The building was commissioned as a courthouse for the county of Cardiganshire, to replace the inadequate judicial facilities in Cardigan Castle.[2] The site the justices selected, on the west side of the High Street, had been occupied by the Church of the Holy Trinity.[3]
The shire hall was designed in the neoclassical style, built in rubble masonry with an ashlar stone frontage and was completed in 1764.[4] The design involved a narrow main frontage facing onto the High Street with long side elevations stretching back behind the main frontage. It featured a two-storey arch formed by two piers with imposts supporting a series of voussoirs and a raised keystone. Above the arch, there was a band which was surmounted by two rectangular attic windows in a recess. At roof level, there was a frieze, a cornice and a parapet, and there was originally also a small bell turret. Internally, there was a corn exchange on the ground floor and a courtroom on the first floor.[1]

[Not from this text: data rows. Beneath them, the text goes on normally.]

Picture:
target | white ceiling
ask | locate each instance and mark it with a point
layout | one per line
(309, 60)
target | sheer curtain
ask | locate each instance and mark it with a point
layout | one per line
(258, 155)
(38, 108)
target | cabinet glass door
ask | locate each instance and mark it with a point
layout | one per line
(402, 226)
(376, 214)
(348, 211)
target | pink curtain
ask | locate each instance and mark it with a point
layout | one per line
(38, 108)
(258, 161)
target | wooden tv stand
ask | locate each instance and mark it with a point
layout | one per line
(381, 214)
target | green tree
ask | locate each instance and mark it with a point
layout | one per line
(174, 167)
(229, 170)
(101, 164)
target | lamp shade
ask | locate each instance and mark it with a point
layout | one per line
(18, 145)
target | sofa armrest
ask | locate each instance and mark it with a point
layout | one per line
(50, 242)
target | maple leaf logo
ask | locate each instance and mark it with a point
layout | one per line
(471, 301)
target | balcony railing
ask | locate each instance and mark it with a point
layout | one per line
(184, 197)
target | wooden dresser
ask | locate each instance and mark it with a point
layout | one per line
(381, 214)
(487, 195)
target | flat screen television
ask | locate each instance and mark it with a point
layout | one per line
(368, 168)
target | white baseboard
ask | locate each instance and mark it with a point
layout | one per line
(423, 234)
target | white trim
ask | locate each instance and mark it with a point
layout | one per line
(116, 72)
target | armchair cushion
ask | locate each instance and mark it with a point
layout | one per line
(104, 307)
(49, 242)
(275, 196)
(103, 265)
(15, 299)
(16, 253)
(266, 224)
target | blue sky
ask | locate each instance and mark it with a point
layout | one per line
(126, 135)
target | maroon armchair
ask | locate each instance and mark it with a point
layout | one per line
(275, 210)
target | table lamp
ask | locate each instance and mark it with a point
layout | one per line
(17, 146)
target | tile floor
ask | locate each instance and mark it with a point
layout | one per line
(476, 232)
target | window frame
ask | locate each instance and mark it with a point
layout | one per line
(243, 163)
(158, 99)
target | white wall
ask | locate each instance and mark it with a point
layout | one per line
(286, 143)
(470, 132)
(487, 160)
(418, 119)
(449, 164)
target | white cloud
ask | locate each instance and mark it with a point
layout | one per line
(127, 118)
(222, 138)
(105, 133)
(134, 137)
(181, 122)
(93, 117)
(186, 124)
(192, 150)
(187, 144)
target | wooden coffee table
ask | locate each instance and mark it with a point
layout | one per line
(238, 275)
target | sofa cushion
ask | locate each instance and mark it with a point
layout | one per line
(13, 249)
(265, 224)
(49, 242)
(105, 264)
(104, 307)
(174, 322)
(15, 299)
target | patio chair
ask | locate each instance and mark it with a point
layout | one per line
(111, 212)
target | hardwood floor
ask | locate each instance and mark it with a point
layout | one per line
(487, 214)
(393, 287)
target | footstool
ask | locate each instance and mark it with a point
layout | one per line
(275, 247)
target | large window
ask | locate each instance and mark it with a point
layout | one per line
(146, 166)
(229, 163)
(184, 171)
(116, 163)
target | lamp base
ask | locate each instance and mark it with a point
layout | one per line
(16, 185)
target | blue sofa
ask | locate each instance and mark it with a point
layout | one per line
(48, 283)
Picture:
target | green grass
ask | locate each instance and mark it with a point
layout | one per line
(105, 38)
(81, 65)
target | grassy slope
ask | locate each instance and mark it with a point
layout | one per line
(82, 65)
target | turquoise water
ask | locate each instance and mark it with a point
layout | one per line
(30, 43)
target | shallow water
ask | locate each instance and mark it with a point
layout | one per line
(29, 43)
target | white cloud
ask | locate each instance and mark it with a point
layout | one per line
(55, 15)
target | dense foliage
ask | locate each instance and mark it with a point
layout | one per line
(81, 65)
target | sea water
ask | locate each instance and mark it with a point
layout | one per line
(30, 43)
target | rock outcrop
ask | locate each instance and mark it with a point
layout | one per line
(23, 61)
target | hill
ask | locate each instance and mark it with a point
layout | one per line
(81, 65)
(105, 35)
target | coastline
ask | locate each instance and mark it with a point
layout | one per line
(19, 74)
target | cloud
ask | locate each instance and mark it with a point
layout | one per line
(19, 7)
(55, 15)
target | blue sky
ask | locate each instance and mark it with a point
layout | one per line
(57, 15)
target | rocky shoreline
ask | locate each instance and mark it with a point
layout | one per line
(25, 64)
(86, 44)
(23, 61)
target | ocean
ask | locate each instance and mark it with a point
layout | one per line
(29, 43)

The courtroom ceased to be used for judicial purposes once Cardigan Guildhall was completed in 1860,[2] and the use of the ground floor as a corn exchange declined significantly in the wake of the Great depression of British agriculture in the late 19th century.[9] The building was therefore sold for commercial use: it served as a garage and motor repair shop, operated by S. T. Jones, from 1926 to 1947,[10] and then served as a furniture shop operated by a firm of drapers, David Jones Watts.[11] It was later used as a warehouse and then as a bookshop, known as Bookend.[12] Since 2015, it has served as a charity shop for the British Red Cross.[13][14]